Dans le même temps, Angela Merkel en profite pour couper l'herbe sous le pied de ses adversaires: avec le mariage pour tous, le SPD s'est vu déposséder d'une proposition de loi sociétale très symbolique. Même chose avec le salaire minimum, introduit le 1er janvier 2015: "tout le monde garde à l'esprit que c'est sous Merkel que cette réforme est passée. Mais c'est une proposition de gauche", rappelle Barbara Kunz. "Tous les partis qui ont gouverné dans une coalition avec Angela Merkel en ont souffert: elle récupère les victoires des autres et se les approprie". Et profite, au passage, de la faiblesse structurelle du parti social-démocrate pour l'affaiblir davantage.
>... Mais aussi à l'intérieur
Pourtant, Angela Merkel n'a pas toujours pu éviter de prendre position: sur la question de l'accueil des réfugiés, son expression "Wir schaffen das" ("nous allons y arriver"), a été fortement critiquée, notamment parce que la chancelière a tardé à détailler les moyens d'y "arriver". Les événements du 31 décembre 2016 à Cologne ont ravivé un débat devenu délicat.
"A partir de ce moment, les choses ont commencé à se gâter pour elle", se souvient Barbara Kunz. La chancelière inamovible baisse dans les sondages, essuie des critiques – y compris venant de son propre parti. "A l'intérieur de la CDU, les débats deviennent difficiles: une aile du parti réclame une vraie politique conservatrice et se plaint que Merkel mène une politique trop au centre, voire à gauche. Son règne ne sera pas éternel". Mais jusqu'ici, elle est parvenue à éliminer toute concurrence au sein de son propre parti. Objectif réussi: en novembre 2016, sa candidature à un quatrième mandat a à peine fait débat. Revoilà Angela Merkel partie pour une quatrième campagne électorale.
> Jouer la carte de la stabilité
L'année 2016-2017, avec son lot de surprises – le Brexit, l'élection de Donald Trump aux Etats-Unis – est venue enrayer le début de la chute. "Face à une montée du populisme dans le monde, les gens se réorientent vers un centrisme rassurant", selon Barbara Kunz. C'est d'ailleurs là-dessus qu'est basée la campagne électorale de la CDU: "Mutti" (maman) comme elle est surnommée en Allemagne apparaît comme la figure de la stabilité.
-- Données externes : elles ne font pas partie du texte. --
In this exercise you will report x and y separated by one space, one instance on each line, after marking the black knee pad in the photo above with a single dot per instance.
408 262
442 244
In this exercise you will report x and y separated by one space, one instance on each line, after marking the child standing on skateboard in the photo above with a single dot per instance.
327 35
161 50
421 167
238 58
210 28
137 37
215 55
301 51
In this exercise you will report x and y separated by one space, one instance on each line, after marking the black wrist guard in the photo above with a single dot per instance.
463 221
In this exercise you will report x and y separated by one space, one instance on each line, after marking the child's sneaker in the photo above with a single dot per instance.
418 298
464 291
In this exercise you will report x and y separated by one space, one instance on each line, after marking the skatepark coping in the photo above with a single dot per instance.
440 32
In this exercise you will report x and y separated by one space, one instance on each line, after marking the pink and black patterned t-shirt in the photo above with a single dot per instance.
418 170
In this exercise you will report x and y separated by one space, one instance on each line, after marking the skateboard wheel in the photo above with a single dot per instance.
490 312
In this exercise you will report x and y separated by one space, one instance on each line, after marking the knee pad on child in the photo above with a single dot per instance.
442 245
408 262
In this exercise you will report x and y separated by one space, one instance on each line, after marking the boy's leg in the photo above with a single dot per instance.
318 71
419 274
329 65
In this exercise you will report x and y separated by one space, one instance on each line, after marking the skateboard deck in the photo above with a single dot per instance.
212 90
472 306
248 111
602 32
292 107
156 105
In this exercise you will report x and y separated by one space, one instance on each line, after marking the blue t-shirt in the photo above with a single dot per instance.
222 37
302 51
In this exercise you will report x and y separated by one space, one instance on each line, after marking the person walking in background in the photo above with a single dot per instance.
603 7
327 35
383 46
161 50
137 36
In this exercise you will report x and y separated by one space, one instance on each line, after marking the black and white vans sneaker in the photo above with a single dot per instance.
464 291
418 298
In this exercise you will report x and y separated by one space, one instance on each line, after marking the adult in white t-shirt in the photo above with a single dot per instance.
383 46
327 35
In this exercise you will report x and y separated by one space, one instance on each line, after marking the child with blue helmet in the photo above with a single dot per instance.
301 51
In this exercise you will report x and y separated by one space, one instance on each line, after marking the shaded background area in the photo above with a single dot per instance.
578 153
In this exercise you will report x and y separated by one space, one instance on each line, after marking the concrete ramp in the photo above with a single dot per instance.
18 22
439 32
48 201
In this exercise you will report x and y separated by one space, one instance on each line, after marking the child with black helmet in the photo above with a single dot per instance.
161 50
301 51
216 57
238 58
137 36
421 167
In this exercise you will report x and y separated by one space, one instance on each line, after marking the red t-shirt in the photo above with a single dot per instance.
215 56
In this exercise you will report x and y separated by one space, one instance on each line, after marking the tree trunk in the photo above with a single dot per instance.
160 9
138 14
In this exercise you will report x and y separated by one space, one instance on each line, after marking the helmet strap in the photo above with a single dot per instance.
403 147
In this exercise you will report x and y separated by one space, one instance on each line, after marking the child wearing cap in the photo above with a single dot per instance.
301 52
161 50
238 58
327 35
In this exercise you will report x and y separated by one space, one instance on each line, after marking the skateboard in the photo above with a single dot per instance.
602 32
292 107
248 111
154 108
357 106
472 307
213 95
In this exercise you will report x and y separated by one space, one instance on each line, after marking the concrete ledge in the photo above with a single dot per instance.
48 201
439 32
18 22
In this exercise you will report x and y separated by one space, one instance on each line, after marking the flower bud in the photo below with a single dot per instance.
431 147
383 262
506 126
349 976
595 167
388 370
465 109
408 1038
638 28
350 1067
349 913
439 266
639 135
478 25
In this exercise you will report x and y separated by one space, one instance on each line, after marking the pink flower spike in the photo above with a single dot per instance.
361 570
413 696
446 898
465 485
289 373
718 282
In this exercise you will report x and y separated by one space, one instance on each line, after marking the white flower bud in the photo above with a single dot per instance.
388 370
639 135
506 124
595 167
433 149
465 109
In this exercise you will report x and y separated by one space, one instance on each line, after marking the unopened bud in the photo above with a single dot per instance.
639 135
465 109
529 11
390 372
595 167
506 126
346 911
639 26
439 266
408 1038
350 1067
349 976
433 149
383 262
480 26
Souriante sur les affiches, elle est accompagnée d'un slogan: "pour une Allemagne où il fait bon vivre". On la voit également petite fille à trois ans, avec le slogan: "pour une Allemagne où tous les espoirs sont permis".
"La situation économique allemande est favorable", rappelle la chercheuse. "Bon nombre d'Allemands se demandent donc pourquoi il faudrait en changer. Merkel représente aussi cette stabilité-là".
Une stabilité désormais fragile avec l'entrée de l'extrême droite au Parlement: l'AfD a en effet recueilli plus de 13% des voix. "L'AfD a bouleversé le paysage politique, les votes sont répartis entre davantage de petits partis et il devient plus difficile de construire des coalitions", concède Barbara Kunz.
L'Europe pourrait aussi devenir rapidement un sujet de discorde: sur les finances et les institutions, les idées de la chancelière ne sont pas celles d'Emmanuel Macron: l'un défend une certaine solidarité, quand réclame l'autre davantage de contrôle des Etats - deux principes peu compatibles. Pour l'instant, Angela Merkel affiche un soutien prudent au président français. Mais bientôt, Emmanuel Macron pourrait s'affirmer davantage et exiger une réponse claire. Jusqu'à, s'il le faut, déstabiliser la chancelière.